Climat : dengue et chikungunya s’installent durablement en Europe
La dengue est désormais sur le point de devenir endémique dans plusieurs régions d’Europe. Le chikungunya, son cousin viral, suit la même trajectoire.

Avec 304 cas recensés en 2024 dans l’Union européenne — un record historique —, la bascule vers une nouvelle réalité sanitaire s’accélère. Loin d’être anecdotiques, ces chiffres témoignent d’un basculement épidémiologique majeur qu’on ne peut plus ignorer.

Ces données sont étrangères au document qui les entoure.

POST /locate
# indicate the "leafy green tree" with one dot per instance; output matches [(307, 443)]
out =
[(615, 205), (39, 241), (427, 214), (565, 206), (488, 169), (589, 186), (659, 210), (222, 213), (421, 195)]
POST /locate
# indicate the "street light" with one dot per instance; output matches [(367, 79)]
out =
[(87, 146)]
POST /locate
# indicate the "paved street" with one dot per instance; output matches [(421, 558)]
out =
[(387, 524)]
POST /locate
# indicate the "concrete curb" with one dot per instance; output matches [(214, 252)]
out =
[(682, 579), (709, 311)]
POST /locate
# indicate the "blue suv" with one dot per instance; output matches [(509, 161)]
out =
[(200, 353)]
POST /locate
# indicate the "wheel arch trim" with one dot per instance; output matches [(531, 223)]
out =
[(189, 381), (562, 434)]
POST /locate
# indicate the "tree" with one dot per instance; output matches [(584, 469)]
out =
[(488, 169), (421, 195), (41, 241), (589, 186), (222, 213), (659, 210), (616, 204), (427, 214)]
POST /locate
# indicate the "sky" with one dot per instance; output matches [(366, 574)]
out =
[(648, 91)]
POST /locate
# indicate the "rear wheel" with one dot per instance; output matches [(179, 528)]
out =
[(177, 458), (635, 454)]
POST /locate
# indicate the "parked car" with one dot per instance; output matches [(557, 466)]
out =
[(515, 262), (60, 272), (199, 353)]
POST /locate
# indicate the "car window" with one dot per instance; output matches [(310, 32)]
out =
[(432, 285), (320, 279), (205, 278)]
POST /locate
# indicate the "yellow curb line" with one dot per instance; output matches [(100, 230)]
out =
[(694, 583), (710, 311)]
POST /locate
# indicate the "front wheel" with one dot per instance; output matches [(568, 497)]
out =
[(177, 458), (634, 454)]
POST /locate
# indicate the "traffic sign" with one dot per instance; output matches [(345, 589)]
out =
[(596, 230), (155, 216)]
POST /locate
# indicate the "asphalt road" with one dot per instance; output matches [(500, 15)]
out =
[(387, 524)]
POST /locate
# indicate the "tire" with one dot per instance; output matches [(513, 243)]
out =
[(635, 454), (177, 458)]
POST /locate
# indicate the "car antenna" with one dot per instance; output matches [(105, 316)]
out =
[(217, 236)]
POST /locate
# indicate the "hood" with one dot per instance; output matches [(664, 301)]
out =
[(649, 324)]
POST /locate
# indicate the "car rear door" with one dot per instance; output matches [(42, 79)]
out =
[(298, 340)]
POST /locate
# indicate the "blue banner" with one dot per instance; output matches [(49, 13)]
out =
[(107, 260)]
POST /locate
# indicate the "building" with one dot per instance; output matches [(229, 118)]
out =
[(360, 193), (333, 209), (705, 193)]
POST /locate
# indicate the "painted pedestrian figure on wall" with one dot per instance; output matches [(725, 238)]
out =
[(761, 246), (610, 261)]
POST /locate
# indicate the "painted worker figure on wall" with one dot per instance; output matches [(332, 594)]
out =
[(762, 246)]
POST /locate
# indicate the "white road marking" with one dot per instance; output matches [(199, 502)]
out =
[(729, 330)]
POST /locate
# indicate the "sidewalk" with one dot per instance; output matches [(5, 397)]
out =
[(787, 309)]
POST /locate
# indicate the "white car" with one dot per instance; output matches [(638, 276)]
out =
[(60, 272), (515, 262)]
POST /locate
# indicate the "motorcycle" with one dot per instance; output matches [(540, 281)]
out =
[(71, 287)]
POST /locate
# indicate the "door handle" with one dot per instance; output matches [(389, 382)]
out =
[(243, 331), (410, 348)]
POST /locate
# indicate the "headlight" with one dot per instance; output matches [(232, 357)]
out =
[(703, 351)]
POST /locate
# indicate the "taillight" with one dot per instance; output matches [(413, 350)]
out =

La dengue progresse en Europe : une mutation silencieuse mais rapide
Les virus de la dengue et du chikungunya sont désormais endémiques dans plusieurs régions d’Europe. À l’origine de cette expansion : le moustique tigre, Aedes albopictus, un vecteur d’origine asiatique désormais parfaitement acclimaté à nos latitudes. Selon une étude publiée dans la revue The Lancet Planetary Health, ce dernier a envahi 358 régions dans 14 pays européens entre 1990 et 2024. L’étude du Lancet documente cette progression méthodique. En 1990, il fallait attendre plus de 25 ans entre l’arrivée du moustique et l’émergence du premier foyer local de dengue ou de chikungunya. Aujourd’hui, cette latence a fondu à moins de cinq ans. Et entre deux épidémies ? Moins d’un an dans certaines zones.
Selon les auteurs de l’étude, ce phénomène s’explique par une évolution climatique rapide et brutale. L’élévation moyenne des températures estivales a démultiplié la capacité vectorielle des moustiques, augmentant à la fois leur survie, leur rythme de reproduction et la vitesse de réplication des virus qu’ils transportent. Le lien est clair, statistiquement rigoureux : « une hausse de 1°C en été augmente de 55 % le risque d’apparition d’un foyer », peut-on lire dans cette étude dirigée par Zia Farooq. « Nos résultats montrent que l’Union européenne est en train de passer de flambées sporadiques à une situation d’endémicité pour les maladies à virus Aedes », peut-on lire dans cette étude. En clair : l’Europe n’est plus une terre de transmission ponctuelle. Elle devient un terrain permanent de circulation virale.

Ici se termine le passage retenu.